With all these shortcuts, you can quickly find, display, and close the help text for, say, the "parameterexists" function. Here are the keystrokes you could use (plus an explanation of the result):

  • CTRL+SHIFT+E (open the expression builder)
  • down arrow (to select the "functions" list of all functions)
  • tab (to move to the right pane's list of functions)
  • p (to select the first function that begins with "p", which happens to be paragraphformat)
  • down arrow (to move down the list and select the next function, which is "parameterexists")
  • press enter (to "select" the chosen function and display its syntax)
  • (there's apparently no keyboard shortcut to select either of the help buttons, so if you want to see more than just the syntax display, use your mouse to select either button.)
  • (Alt+F4: to close the help window if you opened it)
  • Alt+F4 (to close the expression builder window)

This may sound like a lengthy list, but they can be performed in as little as 8 seconds if you're just looking up the syntax for a particular function.

A Quirk About Expression Insertion

Note one thing about using the right-mouse-click to call up the expression builder: you may have the cursor on the line at which you're typing and intend to enter the expression, but if you happen to casually right-click some other place on the screen, the inserted code will go to the place closest to that mouse-click, not where you were typing. The upshot is, if you intend to do an insert, be sure to place the mouse where you want the code inserted (or avoid the problem by using the menu command or the shortcut, CTRL+SHIFT+E).

Close Cousins in an Impressive Family

Finally, let's recognize the related "tag chooser" and "insert SQL statement" commands.

The tag chooser calls up the tag editor to insert (and display help for) any CFML, HTML, HDML, VTML, or even custom tags. Like the expression builder, it also shows these in useful categories, so you can find the "flow control" CFML tags or the "tables" HTML tags.
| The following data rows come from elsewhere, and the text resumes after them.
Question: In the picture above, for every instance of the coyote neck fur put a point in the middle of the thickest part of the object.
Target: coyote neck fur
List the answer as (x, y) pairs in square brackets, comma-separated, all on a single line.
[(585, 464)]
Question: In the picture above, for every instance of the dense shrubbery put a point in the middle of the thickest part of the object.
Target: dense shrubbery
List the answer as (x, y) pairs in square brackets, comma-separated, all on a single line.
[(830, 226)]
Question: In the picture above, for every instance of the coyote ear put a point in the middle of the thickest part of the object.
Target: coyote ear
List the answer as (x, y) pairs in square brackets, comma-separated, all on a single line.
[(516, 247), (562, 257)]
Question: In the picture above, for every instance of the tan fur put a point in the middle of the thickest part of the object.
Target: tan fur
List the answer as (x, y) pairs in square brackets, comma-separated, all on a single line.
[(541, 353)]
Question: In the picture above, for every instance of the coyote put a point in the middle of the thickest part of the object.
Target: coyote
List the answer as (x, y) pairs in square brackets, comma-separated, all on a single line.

Note that when you select one of the items (single-click), it shows the syntax in a bottom pane of the window, whereas if you double click it you open the "tag editor", another handy Studio invention that lets you easily edit any tag via an interactive, somewhat object-oriented interface. Selecting "apply" from the tag editor will insert the tag in your text.

There's a quirk here, though. Some tags (perhaps due to their simplicity) will not display in the tag editor if you double-click them: instead, the tag will just be inserted in your text automatically. No need to "apply" (pardon the pun).

Note that both the "tag chooser" and the "tag editor" can be closed with the escape keystroke. And that the Tag Chooser can be called up with the keystroke, CTRL+E.

Finally, the "Insert SQL Statement" command (no apparent keyboard shortcut) will also help you visually and interactively build a SQL statement (and optionally a complete CFQUERY tag). It will connect to your local or remote databases and is a powerful command well worth mastering.